This past weekend was partially spent researching data mining/scraping tools for my pilot project. As part of my literature review this summer, I am also testing out tools for my independent reading and research course to mimic one aspect of potential future data collection. Initially I thought I would examine various social media platforms, but I have decided to limit myself to Twitter, as I am most active there and the platform, its limitations, and uses are familiar to me.
The tools became known to me by chance through my regular Twitter feed – I did not seek out this information at all. I’ve already examined @Netlytic and @Gephi, but these were all new to me. Below is an abridged list of products that I’ve briefly reviewed.

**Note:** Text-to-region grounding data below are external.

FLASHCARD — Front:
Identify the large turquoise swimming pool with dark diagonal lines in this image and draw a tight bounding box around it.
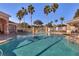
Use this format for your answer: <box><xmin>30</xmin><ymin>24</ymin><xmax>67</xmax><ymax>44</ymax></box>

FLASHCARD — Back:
<box><xmin>0</xmin><ymin>35</ymin><xmax>79</xmax><ymax>56</ymax></box>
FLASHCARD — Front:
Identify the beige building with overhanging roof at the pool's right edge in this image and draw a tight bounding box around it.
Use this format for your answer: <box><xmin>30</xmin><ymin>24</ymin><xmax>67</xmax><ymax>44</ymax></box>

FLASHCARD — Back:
<box><xmin>67</xmin><ymin>17</ymin><xmax>79</xmax><ymax>34</ymax></box>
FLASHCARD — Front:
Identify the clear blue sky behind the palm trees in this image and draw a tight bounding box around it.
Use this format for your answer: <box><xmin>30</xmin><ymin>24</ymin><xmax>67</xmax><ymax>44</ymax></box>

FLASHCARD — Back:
<box><xmin>0</xmin><ymin>3</ymin><xmax>79</xmax><ymax>24</ymax></box>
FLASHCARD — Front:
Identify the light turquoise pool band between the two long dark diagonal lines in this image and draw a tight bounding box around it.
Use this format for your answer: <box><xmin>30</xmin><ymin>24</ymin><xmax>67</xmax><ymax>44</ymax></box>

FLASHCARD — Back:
<box><xmin>13</xmin><ymin>37</ymin><xmax>62</xmax><ymax>56</ymax></box>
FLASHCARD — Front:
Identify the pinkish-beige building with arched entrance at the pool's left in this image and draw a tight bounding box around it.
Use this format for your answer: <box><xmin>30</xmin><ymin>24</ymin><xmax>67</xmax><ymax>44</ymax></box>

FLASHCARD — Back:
<box><xmin>0</xmin><ymin>11</ymin><xmax>16</xmax><ymax>34</ymax></box>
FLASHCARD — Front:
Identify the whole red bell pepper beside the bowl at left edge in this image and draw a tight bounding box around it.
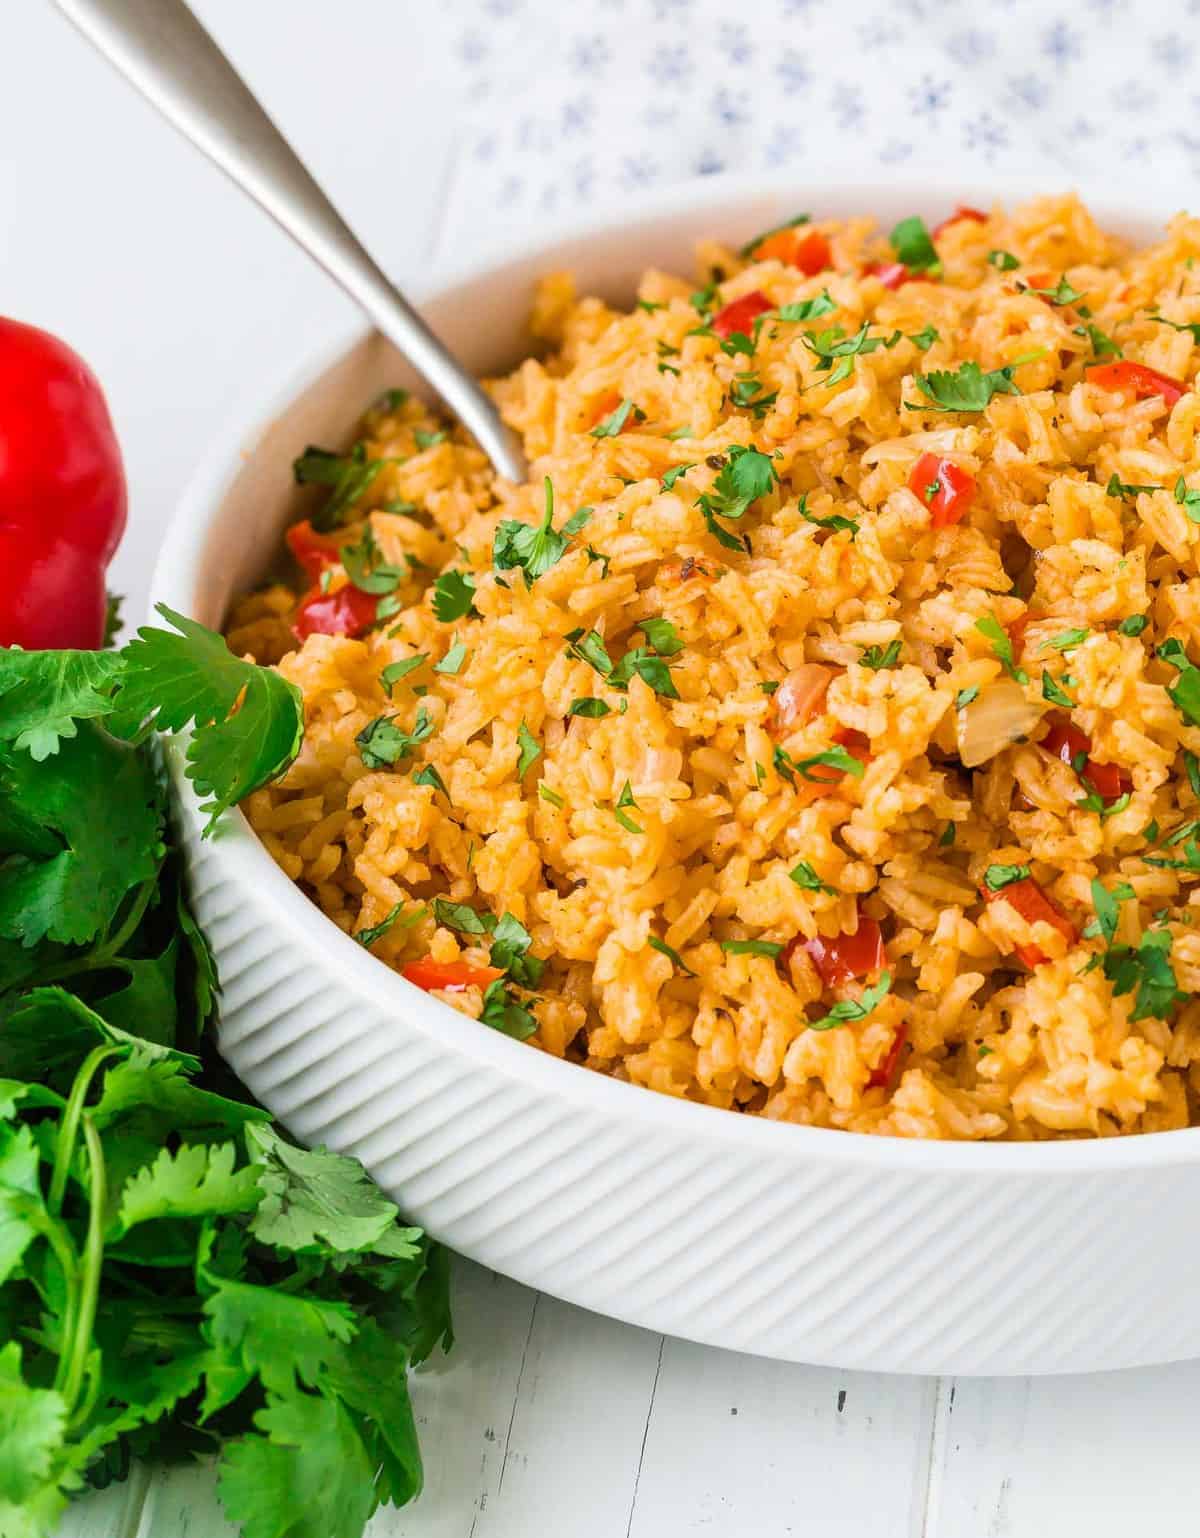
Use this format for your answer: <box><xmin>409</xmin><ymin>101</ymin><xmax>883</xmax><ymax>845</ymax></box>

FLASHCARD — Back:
<box><xmin>0</xmin><ymin>317</ymin><xmax>128</xmax><ymax>651</ymax></box>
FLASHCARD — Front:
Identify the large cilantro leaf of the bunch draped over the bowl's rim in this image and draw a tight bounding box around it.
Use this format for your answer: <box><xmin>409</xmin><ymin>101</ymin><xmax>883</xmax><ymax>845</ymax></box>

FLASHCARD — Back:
<box><xmin>117</xmin><ymin>603</ymin><xmax>305</xmax><ymax>834</ymax></box>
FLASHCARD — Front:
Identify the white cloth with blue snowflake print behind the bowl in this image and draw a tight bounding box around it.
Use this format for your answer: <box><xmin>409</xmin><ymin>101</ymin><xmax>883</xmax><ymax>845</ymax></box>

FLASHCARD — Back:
<box><xmin>443</xmin><ymin>0</ymin><xmax>1200</xmax><ymax>243</ymax></box>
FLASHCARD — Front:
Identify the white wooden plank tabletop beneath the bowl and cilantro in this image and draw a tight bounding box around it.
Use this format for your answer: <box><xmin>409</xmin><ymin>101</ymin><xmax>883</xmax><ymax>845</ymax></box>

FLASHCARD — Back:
<box><xmin>9</xmin><ymin>0</ymin><xmax>1200</xmax><ymax>1538</ymax></box>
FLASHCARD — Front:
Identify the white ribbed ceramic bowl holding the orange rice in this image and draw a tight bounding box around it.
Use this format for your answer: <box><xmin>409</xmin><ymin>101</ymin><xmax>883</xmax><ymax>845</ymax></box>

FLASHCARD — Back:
<box><xmin>154</xmin><ymin>177</ymin><xmax>1200</xmax><ymax>1373</ymax></box>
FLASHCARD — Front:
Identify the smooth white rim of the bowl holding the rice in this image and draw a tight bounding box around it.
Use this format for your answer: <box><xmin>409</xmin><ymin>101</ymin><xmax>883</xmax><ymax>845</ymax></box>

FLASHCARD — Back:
<box><xmin>149</xmin><ymin>168</ymin><xmax>1200</xmax><ymax>1180</ymax></box>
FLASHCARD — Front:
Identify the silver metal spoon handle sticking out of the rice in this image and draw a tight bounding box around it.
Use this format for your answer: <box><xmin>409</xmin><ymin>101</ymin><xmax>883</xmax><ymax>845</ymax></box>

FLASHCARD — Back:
<box><xmin>55</xmin><ymin>0</ymin><xmax>526</xmax><ymax>481</ymax></box>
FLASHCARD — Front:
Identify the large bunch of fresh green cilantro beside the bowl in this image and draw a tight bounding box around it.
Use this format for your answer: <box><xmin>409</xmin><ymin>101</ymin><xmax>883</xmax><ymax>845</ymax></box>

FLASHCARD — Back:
<box><xmin>0</xmin><ymin>611</ymin><xmax>451</xmax><ymax>1538</ymax></box>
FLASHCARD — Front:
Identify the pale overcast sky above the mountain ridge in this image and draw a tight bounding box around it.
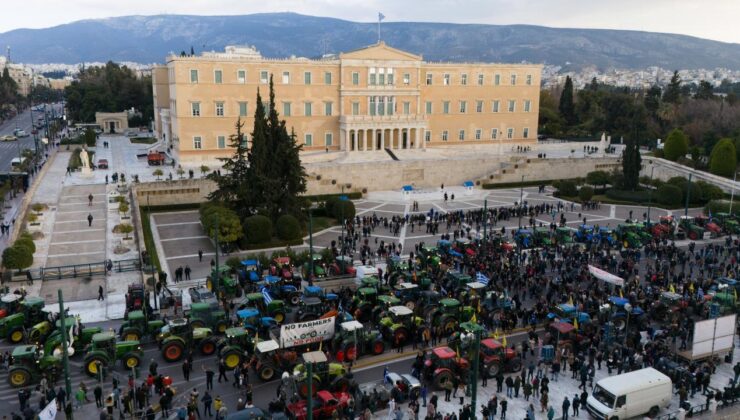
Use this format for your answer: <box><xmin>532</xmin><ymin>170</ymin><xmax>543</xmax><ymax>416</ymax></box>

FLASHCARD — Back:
<box><xmin>5</xmin><ymin>0</ymin><xmax>740</xmax><ymax>43</ymax></box>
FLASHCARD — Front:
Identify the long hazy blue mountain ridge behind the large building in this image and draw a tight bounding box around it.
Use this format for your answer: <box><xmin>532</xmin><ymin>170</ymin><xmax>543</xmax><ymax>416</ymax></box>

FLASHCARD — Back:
<box><xmin>0</xmin><ymin>13</ymin><xmax>740</xmax><ymax>70</ymax></box>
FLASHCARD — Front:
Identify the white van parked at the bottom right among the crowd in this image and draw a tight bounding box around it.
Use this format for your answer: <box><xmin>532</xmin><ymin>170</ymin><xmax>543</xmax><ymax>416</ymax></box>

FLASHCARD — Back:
<box><xmin>586</xmin><ymin>368</ymin><xmax>673</xmax><ymax>420</ymax></box>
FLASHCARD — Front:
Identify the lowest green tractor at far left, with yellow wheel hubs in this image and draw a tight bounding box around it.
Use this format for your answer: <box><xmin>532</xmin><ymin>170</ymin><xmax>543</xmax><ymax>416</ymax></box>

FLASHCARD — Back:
<box><xmin>8</xmin><ymin>344</ymin><xmax>62</xmax><ymax>388</ymax></box>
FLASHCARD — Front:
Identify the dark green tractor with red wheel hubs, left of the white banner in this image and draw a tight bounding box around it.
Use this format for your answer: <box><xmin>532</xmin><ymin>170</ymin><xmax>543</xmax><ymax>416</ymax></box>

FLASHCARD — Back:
<box><xmin>157</xmin><ymin>318</ymin><xmax>216</xmax><ymax>363</ymax></box>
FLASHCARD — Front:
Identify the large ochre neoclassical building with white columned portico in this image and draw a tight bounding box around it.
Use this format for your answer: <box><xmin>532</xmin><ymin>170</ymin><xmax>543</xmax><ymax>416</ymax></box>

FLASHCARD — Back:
<box><xmin>152</xmin><ymin>42</ymin><xmax>542</xmax><ymax>163</ymax></box>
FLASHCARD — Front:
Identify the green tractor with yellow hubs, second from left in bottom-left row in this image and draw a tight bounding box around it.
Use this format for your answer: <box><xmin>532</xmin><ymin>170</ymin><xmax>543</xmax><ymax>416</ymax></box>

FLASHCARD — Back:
<box><xmin>83</xmin><ymin>331</ymin><xmax>144</xmax><ymax>376</ymax></box>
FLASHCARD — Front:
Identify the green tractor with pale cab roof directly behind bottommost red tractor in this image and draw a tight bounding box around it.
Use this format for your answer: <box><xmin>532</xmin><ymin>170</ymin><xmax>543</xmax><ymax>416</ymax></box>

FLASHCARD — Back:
<box><xmin>293</xmin><ymin>351</ymin><xmax>352</xmax><ymax>398</ymax></box>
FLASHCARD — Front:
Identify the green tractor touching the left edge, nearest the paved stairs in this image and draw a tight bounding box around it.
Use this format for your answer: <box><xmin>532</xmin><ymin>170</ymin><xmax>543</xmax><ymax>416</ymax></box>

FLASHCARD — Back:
<box><xmin>0</xmin><ymin>297</ymin><xmax>52</xmax><ymax>344</ymax></box>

|Data Miner||Looks at sequence of tweets with N<50 – can be saved to spreadsheet – this is a Chrome extension; it is free for 500 page scrapes per month – they also have free office hours for support, for cases where different pages have data arranged slightly differently. Any .html page should be usable. Video tutorials are available as well. FREE(mium).||Openness about privacy and the use of how data is accessed – listed on the first page. DataScraping is what they call it. Interesting piece of information: no website will be alerted that I have this on my computer.|
|Mind Manager||Concept mapping tool – to record and display overview – this is a paid subscription. Can be used for a free trial; paid subscription is $449.||This is an expensive tool – I may want to use the free trail when I am ready to play with its features, but not at the moment.|
|TAGs – Twitter Arching Google Spreadsheet||This will collect a corpus of tweets N>50 ; they can be saved to a spreadsheet. It is for Twitter use and web-based. It is essentially a Google Sheet template. Comprehensive FAQ section – makes me aware of the limitations right away. FREE.||I’ll have to see how big the data set is and try it out. Similar FAQs to Data Miner.|
|Audiense||Can export to PDF or PPT, as well as .csv files. Visualization of Twitter is possible. They have a resource library that is like a “product” blog – very slick. Looks useful for marketing companies and cost is ~$31/mo.||Don’t like that there is no privacy information/ethical information about what happens to data, where it’s stored, etc.|
Looks at FaceBook, Instagram, Blogs, Forums, Twitter. It is web-based and is called a social media monitoring tool – it is suggested for those who want to find out about online mentions and growing sales. $49/mo for tracking up to 5 key words a month.
|More of a sales tool than a research tool, although online mentions are something I will take a look at with the other tools.|
|Chorus Project||Request page includes space to summarize what Twitter research is for. This is a Windows desktop product. Need to register in order to use. Page developers are contactable through this link. Data Harvesting has a blog associated with it. Provides visual analytics as well. Specifically designed for academic research. Developed by web developers, social scientists, and programmers.Chorus can collect user-driven (network associated with a person’s tweets) or semantically driven(certain words/hashtags) data. They also have Chorus-TV (TweetVis) – a visual analytic tool for qual and quan data, as well as a cluster explorer. FREE.||I am comfortable with the addressing of ethics on the registration page, and the extra step of requesting access to the tool is reassuring.|
|Mozdeh||Can use for Twitter, YouTube Comments, from subreddits on Reddit, import academic citations, TripAdvisor comments – but importing from Facebook is no longer permitted. Can draw time series graphs and mine word associations – main reason for word, gender differences of specific words, sentience of content. Restricted to tweets that are two weeks old. Can look at a time series of a single user. FREE.||Not sure if I can make use of this, as it uses recent tweets. But am interested in the features.|
|WeboMetrick Analyst||Can get data from Mendeley, YouTube, Flickr, Twitter – can also do image extraction and searches. This is a Windows-based program, using Bing. It also does a link analysis and counts the number of URL citations or title mentions. Tutorials available. FREE.||This may be a good place to go next and play with once the pilot is completed. Not ruling it out, even though the page is not intuitive.|
VERDICT: Free and research-based is the direction I will take for my project. None of the commercial products interest my wallet; they are also not transparent about how data is collected, stored, and used. Mozdeh has some interesting features, but as I want to use older secondary data that has less connection to the present, I will put Mozdeh aside for now. I will use Data Miner, TAGs, or a Chorus Project, or a combination of all three, and attempt a SWOT analysis, before attempting any fancier tools.
Note about ethics:
This post initially had a preamble about ethics and conducting research online, but as this is not a description of a potential pilot study, my primary concern at the moment is how the tools operate. My literature summary about conducting research online will wait, again.